Science Seen Physicist and Time One author Colin Gillespie helps you understand your world.
New physics comes from what is wrong with old physics. Here’s a famous physicist who is coming up with big (very small) ideas.
These days the halls of physics are so vast the first problem for those who seek new physics is: Where is one to begin?
History shows physics offers signposts of a sort: The path to new physics starts with what is wrong with old physics.
At the beginning of the twentieth century only a few details were seen as wrong so they gave the search for new physics a tight focus. By contrast, what’s wrong with physics today seems to be everything. It’s not that today’s physics isn’t useful. It’s that in fundamental terms it is just a collection of fairytales—modern myths. Serious physicists are still searching for the real story.

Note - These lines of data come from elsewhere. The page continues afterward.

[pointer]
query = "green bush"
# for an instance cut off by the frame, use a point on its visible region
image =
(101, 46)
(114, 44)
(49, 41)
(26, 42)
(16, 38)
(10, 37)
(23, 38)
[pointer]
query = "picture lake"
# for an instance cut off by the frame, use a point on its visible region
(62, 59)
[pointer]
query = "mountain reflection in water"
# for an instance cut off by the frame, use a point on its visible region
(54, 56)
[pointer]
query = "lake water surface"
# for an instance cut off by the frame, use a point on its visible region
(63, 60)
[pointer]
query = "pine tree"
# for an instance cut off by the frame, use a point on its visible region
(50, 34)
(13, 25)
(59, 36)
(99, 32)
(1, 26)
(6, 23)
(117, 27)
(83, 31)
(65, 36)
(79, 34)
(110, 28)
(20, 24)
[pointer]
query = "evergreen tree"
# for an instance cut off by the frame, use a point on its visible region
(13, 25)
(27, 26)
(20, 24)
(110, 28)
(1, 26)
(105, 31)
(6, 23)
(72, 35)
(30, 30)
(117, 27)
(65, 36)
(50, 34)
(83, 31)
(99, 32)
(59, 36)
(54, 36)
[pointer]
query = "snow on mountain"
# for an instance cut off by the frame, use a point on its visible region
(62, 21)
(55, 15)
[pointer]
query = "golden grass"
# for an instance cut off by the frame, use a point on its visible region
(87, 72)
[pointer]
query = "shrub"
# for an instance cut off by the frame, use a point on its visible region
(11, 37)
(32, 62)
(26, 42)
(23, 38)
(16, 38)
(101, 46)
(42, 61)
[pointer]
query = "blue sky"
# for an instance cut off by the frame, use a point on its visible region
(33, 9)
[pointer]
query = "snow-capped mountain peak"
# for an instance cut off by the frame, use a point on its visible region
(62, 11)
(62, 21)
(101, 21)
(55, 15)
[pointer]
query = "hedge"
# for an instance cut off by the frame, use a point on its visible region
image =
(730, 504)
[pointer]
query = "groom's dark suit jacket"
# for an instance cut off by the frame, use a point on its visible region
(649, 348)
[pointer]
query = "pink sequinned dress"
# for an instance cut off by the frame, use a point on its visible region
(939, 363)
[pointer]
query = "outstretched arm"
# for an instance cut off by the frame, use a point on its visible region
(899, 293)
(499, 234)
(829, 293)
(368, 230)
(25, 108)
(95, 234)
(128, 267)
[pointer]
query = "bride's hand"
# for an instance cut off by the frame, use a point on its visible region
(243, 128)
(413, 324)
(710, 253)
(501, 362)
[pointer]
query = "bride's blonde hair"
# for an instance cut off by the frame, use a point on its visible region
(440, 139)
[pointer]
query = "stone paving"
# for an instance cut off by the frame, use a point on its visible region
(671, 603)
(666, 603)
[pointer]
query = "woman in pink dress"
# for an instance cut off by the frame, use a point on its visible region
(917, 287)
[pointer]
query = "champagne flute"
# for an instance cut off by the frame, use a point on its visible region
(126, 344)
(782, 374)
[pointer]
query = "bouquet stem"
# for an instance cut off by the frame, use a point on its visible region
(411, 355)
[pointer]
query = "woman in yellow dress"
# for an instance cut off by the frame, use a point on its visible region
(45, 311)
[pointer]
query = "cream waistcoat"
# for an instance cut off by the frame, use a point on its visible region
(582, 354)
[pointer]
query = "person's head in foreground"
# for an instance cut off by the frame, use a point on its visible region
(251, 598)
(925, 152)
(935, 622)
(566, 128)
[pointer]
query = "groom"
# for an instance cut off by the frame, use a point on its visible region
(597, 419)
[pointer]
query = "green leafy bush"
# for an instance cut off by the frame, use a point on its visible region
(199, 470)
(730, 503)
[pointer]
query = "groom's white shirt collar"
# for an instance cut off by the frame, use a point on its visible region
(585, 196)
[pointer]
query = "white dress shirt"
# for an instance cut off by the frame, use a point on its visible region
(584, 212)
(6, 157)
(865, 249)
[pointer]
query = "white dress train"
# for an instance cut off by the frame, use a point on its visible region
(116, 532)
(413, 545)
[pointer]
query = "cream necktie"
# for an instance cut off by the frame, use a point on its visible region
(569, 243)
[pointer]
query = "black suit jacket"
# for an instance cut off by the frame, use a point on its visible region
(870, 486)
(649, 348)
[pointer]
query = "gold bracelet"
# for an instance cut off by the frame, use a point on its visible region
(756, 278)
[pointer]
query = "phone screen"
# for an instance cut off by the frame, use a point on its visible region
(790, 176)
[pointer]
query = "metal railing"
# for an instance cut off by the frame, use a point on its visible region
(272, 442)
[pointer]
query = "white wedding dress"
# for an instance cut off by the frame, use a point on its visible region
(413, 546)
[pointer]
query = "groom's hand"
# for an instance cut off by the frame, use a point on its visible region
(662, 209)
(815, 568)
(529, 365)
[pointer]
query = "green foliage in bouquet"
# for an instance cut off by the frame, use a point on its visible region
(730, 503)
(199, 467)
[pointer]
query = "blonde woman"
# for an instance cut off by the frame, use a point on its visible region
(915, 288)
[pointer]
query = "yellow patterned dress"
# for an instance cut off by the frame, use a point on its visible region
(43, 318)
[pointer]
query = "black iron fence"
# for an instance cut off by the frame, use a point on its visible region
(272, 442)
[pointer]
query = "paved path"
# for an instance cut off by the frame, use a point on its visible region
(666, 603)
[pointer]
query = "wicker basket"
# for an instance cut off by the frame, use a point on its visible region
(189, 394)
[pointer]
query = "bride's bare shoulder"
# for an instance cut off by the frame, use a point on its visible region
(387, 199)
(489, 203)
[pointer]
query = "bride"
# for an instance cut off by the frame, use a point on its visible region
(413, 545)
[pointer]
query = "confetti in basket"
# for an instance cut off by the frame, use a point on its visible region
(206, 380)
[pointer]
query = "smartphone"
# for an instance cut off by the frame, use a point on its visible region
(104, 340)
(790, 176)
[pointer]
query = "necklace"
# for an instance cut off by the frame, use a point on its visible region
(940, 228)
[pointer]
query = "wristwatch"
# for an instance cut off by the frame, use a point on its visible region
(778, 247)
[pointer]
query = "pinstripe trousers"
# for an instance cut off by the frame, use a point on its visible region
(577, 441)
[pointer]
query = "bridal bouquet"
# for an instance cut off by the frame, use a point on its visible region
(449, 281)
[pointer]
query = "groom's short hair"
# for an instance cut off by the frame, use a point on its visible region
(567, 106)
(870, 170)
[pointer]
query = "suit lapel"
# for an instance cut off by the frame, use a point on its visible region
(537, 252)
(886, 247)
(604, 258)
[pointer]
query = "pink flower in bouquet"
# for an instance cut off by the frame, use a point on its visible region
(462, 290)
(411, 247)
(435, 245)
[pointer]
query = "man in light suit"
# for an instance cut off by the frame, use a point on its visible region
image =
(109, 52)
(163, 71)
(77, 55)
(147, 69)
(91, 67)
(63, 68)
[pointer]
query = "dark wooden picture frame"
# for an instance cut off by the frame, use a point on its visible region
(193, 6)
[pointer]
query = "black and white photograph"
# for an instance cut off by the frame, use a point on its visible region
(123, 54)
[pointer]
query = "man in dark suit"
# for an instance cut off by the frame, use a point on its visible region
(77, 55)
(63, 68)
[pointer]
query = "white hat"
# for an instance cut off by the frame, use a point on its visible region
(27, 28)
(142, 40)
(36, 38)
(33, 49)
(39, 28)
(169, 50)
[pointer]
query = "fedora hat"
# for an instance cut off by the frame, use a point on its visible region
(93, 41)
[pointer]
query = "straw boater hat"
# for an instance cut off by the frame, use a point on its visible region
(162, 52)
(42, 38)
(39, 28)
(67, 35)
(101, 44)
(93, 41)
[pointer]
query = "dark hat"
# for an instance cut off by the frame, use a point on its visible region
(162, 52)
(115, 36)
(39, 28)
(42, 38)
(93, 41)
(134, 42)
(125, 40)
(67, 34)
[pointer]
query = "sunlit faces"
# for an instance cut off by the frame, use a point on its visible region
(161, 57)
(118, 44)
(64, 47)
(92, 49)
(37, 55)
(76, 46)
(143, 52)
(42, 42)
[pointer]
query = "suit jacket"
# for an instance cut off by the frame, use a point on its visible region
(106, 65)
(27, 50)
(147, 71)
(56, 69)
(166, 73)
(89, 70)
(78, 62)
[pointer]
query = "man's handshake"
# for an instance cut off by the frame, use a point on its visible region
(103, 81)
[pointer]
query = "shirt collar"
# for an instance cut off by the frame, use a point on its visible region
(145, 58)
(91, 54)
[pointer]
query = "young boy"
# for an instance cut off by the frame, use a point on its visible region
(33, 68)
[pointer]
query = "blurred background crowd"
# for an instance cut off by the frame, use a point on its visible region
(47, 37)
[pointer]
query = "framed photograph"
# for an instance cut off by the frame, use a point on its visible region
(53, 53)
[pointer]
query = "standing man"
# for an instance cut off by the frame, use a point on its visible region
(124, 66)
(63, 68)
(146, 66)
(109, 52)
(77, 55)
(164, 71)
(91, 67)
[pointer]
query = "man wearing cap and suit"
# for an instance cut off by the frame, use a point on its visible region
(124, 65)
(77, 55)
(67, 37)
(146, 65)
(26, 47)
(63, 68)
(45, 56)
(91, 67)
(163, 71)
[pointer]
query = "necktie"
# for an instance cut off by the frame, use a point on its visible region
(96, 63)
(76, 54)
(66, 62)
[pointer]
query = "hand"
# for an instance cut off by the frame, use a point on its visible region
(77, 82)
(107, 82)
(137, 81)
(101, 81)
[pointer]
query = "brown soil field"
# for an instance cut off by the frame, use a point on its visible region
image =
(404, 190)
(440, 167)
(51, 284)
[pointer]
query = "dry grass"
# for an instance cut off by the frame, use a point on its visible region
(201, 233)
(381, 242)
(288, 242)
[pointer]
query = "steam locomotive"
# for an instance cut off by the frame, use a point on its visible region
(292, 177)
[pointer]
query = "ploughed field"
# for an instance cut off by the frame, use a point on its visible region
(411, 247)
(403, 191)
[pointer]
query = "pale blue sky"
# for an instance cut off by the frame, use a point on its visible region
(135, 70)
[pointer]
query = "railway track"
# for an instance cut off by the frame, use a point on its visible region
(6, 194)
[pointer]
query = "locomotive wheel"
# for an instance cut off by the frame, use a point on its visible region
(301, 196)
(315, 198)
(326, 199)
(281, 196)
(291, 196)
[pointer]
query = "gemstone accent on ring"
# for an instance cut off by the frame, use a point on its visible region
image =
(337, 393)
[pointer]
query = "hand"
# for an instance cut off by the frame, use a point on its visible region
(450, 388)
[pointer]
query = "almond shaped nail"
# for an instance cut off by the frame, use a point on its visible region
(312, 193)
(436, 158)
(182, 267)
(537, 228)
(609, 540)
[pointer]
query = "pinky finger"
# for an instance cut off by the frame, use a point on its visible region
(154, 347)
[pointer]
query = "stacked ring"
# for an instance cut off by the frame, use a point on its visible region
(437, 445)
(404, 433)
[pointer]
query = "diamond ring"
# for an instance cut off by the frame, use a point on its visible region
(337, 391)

That until now the stories change from time to time reveals their artificiality. In his new book, Fashion, Faith and Fantasy in the New Physics of the Universe, British physicist Sir Roger Penrose calls it fashion. He knows of what he speaks. Long before he and Stephen Hawking made black holes fashionable he made what came to be called Penrose tilings; they were all the rage in certain circles. He created simple shapes that tiled a 2D surface—with no gaps or overlaps—in perfect patterns with the strange property that they had no repeat distance. (This may seem like a digression. We’ll soon see it isn’t.)
Lee Smolin is another physicist who ponders What is wrong? and Where is one to start? His work in quantum gravity and string theory takes him into the Planck-scale realm where we would—if we could—see space is actually made of tiny quantum pieces. Back in 2001 he wrote about a consequent problem: How do the pieces of space fit together. In a sense what he was seeking (though he didn’t say this) was a 3D Penrose tiling.
His conclusion was that space could not be tiled, at least not smoothly. It’s like, he said, the structure of a crystal. He said, ‘If space really has a discrete atomic structure, then it is extraordinarily improbable that it would have the completely smooth and regular arrangement we observe.’ Here he’s bumping up against an edge of what is wrong with physics.
Penrose made a huge contribution to the mysterious new shape known as the amplituhedron, which is turning particle physics upside down. He invented twistors and twistor space (where, as explained last week, that new shape exists). Too bad he seems unable to go the final mile and think in terms of matter being made of particular space relations, as Smolin sometimes urges.
It’s more than just needing physicists to think in terms that are purely relational. It’s also needing physicists to think in new ways about how things work at Planck scale. Like this: Those Planck-size pieces are not in space; they are space. Unlike Penrose’s tiles they don’t have a shape that needs to fit the next. Shape and size are properties that they don’t have so we are on the wrong road when we imagine them. They do have the property of volume. They are not news to Penrose; they too are in his book—that’s the New Physics of his title.
So we see how Smolin’s problem is entirely self-inflicted. Though he no doubt knows better, he (like Georges Lemaître before him) thinks in terms of things like atoms. Which leads him to worry (like the narrator of my last book) about regular arrangement. If my beach bum can work this out surely Smolin can do better.
The answer is the ideas he was still trying to think with, like continuous space, are meaningless at Planck scale. As the beach bum is a hacker he would call this GIGO—garbage in, garbage out.